The residue limit standard of Nisin

Nisin, a naturally occurring bioactive antimicrobial peptide, is widely used in food preservation and other fields. The following is information regarding its residue limits and detection methods:

Residue Limit Standards

Currently, residue limits for Nisin in food vary across countries and regions, and relevant standards may be updated with regulatory revisions. Internationally, the Food and Agriculture Organization of the United Nations/World Health Organization (FAO/WHO) has not set specific residue limits for Nisin, as it is considered a safe food preservative with no need to specify an acceptable daily intake (ADI). However, in practical applications, food manufacturers must comply with national regulations. For example, in some countries, Nisin is permitted in dairy products and other foods, with residues required to be controlled within reasonable ranges—typically no more than several hundred mg/kg, with specific values varying by food type.

The U.S. Food and Drug Administration (FDA) has classified Nisin as a Generally Recognized as Safe (GRAS) substance, allowing its safe use under conditions consistent with current Good Manufacturing Practices (GMP) without specific residue limits.

In China, Nisin is approved for use in various foods, such as dairy products and prefabricated meat products. Specific residue limits are determined based on food categories in accordance with relevant food additive standards, generally ranging from several tens to several hundred mg/kg.

Detection Methods

Agar Diffusion Method: This is the most commonly used quantitative bioassay for Nisin. Its principle is to visualize the bacteriostatic effect through the growth of indicator bacteria on an agar surface. By diffusing Nisin standard solutions and unknown samples on the same plate, the titer is calculated using the diameter of the inhibition zone and standard titer. Common indicator strains include Micrococcus lysodeikticus, Staphylococcus aureus, and Micrococcus luteus. To promote Nisin diffusion in agar, Tween is often added to the detection medium. This method is simple, convenient, and economical but is susceptible to interference from other substances, potentially leading to false positive results.
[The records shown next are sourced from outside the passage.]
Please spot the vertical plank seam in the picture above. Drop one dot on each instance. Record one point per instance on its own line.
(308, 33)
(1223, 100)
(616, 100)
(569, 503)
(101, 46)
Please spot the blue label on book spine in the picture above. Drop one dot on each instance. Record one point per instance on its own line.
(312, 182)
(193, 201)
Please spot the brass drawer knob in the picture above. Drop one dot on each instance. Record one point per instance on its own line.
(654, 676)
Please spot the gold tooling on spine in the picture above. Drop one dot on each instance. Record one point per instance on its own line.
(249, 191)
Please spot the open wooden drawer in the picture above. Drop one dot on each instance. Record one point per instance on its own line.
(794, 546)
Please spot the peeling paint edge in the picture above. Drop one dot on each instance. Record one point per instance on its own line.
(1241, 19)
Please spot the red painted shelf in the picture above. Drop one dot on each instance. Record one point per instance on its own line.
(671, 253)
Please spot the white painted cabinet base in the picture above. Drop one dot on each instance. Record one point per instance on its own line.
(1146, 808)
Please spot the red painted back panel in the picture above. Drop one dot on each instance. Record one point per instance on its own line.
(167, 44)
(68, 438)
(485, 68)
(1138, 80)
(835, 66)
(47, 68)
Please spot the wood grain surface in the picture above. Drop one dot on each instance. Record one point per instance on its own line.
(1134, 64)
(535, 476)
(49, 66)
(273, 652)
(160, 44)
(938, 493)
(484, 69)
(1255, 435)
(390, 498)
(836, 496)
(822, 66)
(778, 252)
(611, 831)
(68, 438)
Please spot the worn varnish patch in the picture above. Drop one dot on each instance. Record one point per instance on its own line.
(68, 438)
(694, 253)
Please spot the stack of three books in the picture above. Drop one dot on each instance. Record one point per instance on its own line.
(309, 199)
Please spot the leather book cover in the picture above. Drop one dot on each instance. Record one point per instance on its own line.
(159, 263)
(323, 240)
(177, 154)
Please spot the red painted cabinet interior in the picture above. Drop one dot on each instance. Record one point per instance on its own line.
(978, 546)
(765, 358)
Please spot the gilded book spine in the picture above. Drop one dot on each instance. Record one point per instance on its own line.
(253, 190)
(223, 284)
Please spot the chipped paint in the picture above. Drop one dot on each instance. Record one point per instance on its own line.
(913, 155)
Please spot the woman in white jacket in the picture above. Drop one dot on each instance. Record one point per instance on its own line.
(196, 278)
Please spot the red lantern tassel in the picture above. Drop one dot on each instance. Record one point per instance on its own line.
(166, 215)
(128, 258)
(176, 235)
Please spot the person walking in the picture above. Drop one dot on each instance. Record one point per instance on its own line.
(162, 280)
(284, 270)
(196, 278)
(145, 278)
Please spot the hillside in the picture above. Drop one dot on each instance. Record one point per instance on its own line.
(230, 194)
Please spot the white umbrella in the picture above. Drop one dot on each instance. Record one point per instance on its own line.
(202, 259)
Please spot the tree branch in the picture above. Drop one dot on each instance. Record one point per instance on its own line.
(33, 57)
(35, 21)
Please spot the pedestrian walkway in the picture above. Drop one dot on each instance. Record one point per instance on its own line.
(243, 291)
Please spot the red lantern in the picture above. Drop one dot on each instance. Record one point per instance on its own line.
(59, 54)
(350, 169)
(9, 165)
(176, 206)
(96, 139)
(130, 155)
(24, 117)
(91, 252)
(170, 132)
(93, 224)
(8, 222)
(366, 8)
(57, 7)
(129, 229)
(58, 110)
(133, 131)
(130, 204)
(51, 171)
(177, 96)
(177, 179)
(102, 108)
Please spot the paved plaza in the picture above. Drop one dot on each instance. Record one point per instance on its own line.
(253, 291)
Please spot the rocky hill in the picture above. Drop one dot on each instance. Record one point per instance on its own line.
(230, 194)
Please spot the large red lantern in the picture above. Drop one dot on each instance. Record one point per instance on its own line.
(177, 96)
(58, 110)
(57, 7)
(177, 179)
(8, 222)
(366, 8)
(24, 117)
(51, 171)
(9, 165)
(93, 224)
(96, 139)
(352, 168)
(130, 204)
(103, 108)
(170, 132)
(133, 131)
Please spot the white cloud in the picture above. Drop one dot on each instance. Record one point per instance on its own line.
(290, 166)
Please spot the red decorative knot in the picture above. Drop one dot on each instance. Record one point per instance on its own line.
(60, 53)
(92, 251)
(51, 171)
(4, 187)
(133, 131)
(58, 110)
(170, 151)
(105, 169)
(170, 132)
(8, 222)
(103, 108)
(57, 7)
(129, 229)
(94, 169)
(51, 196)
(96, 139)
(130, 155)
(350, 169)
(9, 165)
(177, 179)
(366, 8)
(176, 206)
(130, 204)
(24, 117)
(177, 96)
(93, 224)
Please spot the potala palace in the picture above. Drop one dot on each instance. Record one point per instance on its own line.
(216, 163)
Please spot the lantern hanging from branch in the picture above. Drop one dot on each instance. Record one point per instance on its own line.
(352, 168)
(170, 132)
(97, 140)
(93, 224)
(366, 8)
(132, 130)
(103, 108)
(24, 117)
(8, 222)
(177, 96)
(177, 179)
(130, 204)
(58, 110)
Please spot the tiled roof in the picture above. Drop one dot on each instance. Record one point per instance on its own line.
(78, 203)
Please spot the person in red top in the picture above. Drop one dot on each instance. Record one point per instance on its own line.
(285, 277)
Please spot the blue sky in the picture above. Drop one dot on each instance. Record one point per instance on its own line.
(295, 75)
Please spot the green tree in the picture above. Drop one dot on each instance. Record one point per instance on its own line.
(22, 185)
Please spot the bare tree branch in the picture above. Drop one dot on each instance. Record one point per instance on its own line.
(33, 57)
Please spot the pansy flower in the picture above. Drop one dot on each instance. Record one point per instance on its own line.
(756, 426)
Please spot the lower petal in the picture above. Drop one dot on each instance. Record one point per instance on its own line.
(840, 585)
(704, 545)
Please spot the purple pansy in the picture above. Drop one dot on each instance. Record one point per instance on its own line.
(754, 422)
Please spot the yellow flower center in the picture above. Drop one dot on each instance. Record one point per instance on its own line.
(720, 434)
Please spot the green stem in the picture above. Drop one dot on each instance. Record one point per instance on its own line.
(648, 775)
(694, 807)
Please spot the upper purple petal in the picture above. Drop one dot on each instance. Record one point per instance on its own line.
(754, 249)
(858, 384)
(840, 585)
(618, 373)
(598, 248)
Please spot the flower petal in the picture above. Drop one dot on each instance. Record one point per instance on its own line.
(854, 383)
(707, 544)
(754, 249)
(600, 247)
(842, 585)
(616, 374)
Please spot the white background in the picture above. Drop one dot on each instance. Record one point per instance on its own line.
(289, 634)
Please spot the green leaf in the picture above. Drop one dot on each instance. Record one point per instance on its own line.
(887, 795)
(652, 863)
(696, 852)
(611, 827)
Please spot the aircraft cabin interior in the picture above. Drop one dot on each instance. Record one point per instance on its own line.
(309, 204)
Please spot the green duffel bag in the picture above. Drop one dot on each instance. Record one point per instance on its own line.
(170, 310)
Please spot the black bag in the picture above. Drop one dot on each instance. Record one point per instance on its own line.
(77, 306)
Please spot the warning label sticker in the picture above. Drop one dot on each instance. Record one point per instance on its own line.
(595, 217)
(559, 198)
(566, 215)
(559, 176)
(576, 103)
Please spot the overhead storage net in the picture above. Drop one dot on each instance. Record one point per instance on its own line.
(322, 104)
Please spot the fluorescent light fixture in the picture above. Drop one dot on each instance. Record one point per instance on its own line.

Immunoassays: Leveraging the rapidity, directness, and sensitivity of immunological methods, quantitative detection techniques for Nisin have been developed, such as enzyme-linked immunosorbent assay (ELISA). Studies have reported that an ELISA method using polyclonal antibodies against Nisin Z can detect limits as low as 0.23 nmol/L in buffer, 0.5 nmol/L in milk, and 1.49 nmol/L in complex media. This method is highly sensitive but may produce unreliable results due to cross-reactivity with structurally related compounds.

High-Performance Liquid Chromatography (HPLC): HPLC enables accurate qualitative and quantitative determination of Nisin with high precision, a minimum detection limit of 10 IU/mL, and reliable analysis of both solid and liquid samples. It is relatively simple to operate, easy to popularize, and suitable for Nisin content detection in production enterprises and testing institutions.

Liquid Chromatography-Tandem Mass Spectrometry (LC-MS/MS): This method offers high sensitivity and accuracy. Studies using LC-MS/MS to determine Nisin A and Nisin Z in milk have reported limits of quantification of approximately 12.9 µg/kg and 10.9 µg/kg, respectively, with high recovery rates and low coefficients of variation, making it suitable for detecting Nisin in complex matrices like milk.

Other Methods: These include turbidimetry, ATP bioluminescence assay, green fluorescent protein (GFP) assay, and micellar electrokinetic chromatography. For example, a detection method based on regulatory proteins encoded by Lactococcus lactis and GFP variant genes can detect Nisin in milk as low as 0.2 ng/mL. This method is highly sensitive and can avoid interference from potential inhibitory substances in samples through extensive dilution.